Perhaps you thought the idea was that kids should be taught not to cheat. If so, it may be some time since you were in a classroom. The idea that teachers function in loco parentis, and assist the moral development of their charges, seems to be going the way of Latin.
Once upon a time, cheating was regarded as futile in the long run, because students won’t learn anything that way, but it has become quite popular in the era of “high-stakes testing.” Thus, teachers who once recognized a duty to keep kids honest nowadays often conspire to juice up the scores.
No doubt most teachers play it straight, but it seems that every few months another school is found to have cooked the books. The latest to attract the attention of the state inspector general is L.B. Landry-O. Perry Walker High School, which is run by the Algiers Charter School Association.
If the kids hoped to learn the art of cheating while evading detection, the faculty at Landry-Walker has let them down big-time. A subtler approach is required than the school displayed with geometry exams, for instance.

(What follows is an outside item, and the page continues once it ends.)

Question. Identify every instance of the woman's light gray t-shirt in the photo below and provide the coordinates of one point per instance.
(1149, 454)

Geometry was not exactly the forte of either Landry or Walker before the schools merged in 2013. At Landry, in particular, theorems were evidently not a popular diversion. Fewer than 1 percent earned an “excellent” rating there. At Walker, 12 percent merited that accolade.

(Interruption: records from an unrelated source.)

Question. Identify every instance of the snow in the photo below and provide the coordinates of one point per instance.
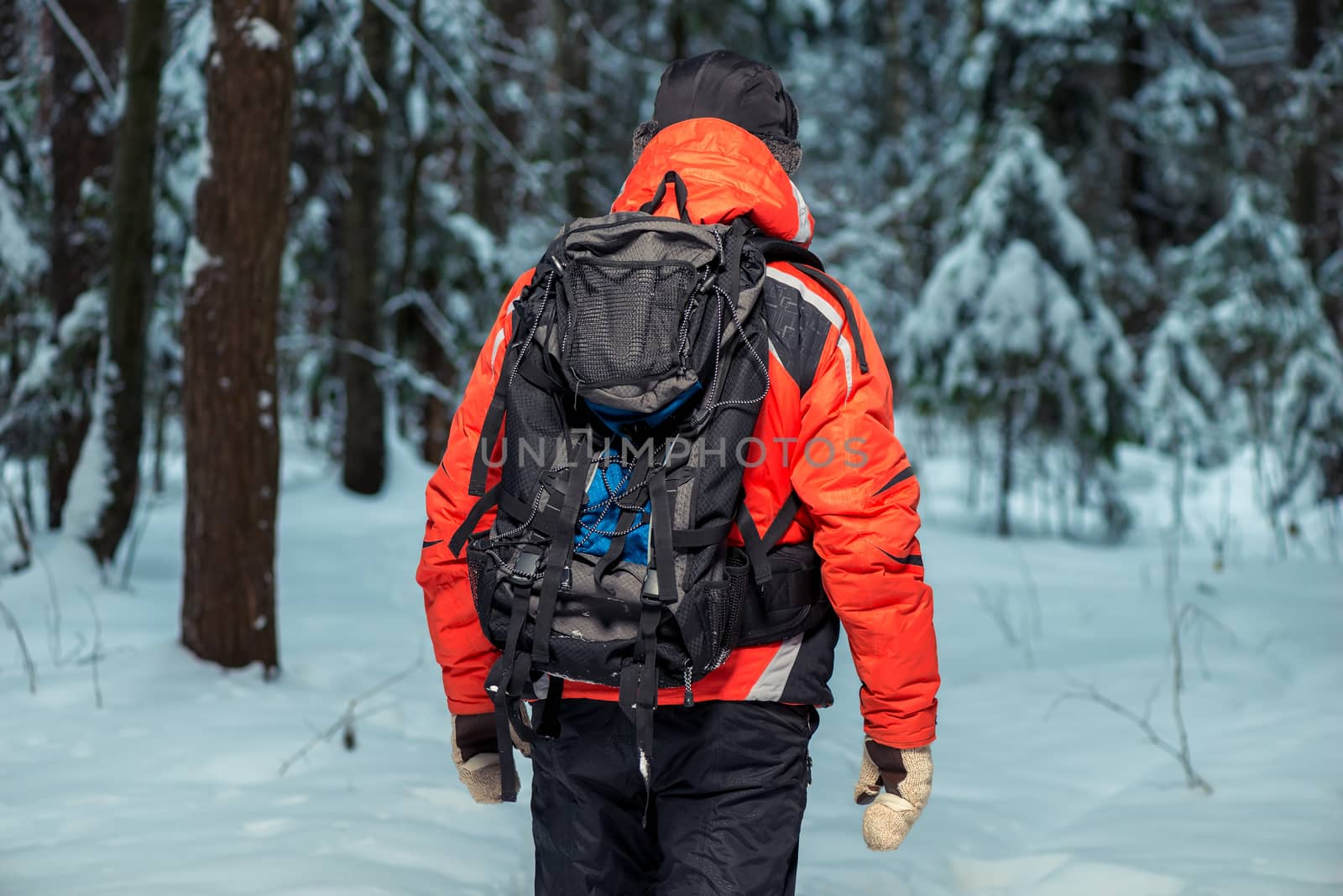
(259, 34)
(175, 785)
(19, 253)
(89, 483)
(198, 258)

A mere year later, the school was crammed with budding Euclids. Landry-Walker rated 78 percent excellent at geometry, outperforming even the brainy kids at Lusher Charter School. Since math and reading scores had also shot up dramatically at Landry-Walker in 2013, it was obvious that the kids had received an illicit boost. A more reliable measure of the school’s academic performance was the paltry 13 percent that met the modest requirements of the Taylor Opportunity Program for Students, under which students get their tuition paid at Louisiana colleges. When the state sent monitors in, the suspicious test scores returned to a more realistic level.

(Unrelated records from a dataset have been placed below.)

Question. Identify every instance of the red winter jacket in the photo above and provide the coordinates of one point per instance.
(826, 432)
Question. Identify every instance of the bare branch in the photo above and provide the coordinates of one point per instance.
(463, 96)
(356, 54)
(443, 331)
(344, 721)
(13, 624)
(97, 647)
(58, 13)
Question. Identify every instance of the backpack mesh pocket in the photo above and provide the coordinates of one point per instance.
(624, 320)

It hardly came as a surprise, therefore, when state education officials announced last week that they had called in the inspector general after uncovering “multiple indicators of potential malfeasance” at Landry-Walker.
More than a year ago, Algiers Charter School Association CEO Adrian Morgan acknowledged that cheating may have occurred; test scores were too fishy to be otherwise explained. School Principal Mary Laurie was regarded as adept at turning bad schools around, but these scores were the greatest miracle since water was turned into wine. Morgan got canned last month, and Laurie was suspended this week.
Charter schools may be run by nonprofits, but that doesn’t mean the people who work in them go short. Morgan was making $234,000 a year, for instance. Admittedly, the Algiers association runs one of New Orleans’ largest groups of charter schools, but if Landry-Walker is any guide, it has not saved the public schools yet.
The most effective way for charter schools to demonstrate the superiority claimed on their behalf is to deliver improved scores on tests that the state uses to rate them every year.
The price to pay for unsatisfactory performance on those tests can be a stiff one — the state may close down charters or remove regular schools from local control — so the temptation to fake scores is strong. It has, in several instances, apparently been irresistible.
Sadly, our teachers need to do a lot more work on their cheating skills. A state bureaucrat who might be impressed with a gradual upward trend will always smell a rat when scores go suddenly through the roof. Students involved in the fraud at Landry-Walker didn’t learn until it was too late that being too obvious means you’ll never get away with it.
Perhaps it is just as well that they are not being taught to cheat more effectively. This way they may be less likely to think of themselves as smart operators, a delusion that commonly leads to a federal indictment down the road.
That’s one reason teachers traditionally see their role as producing honest and productive citizens.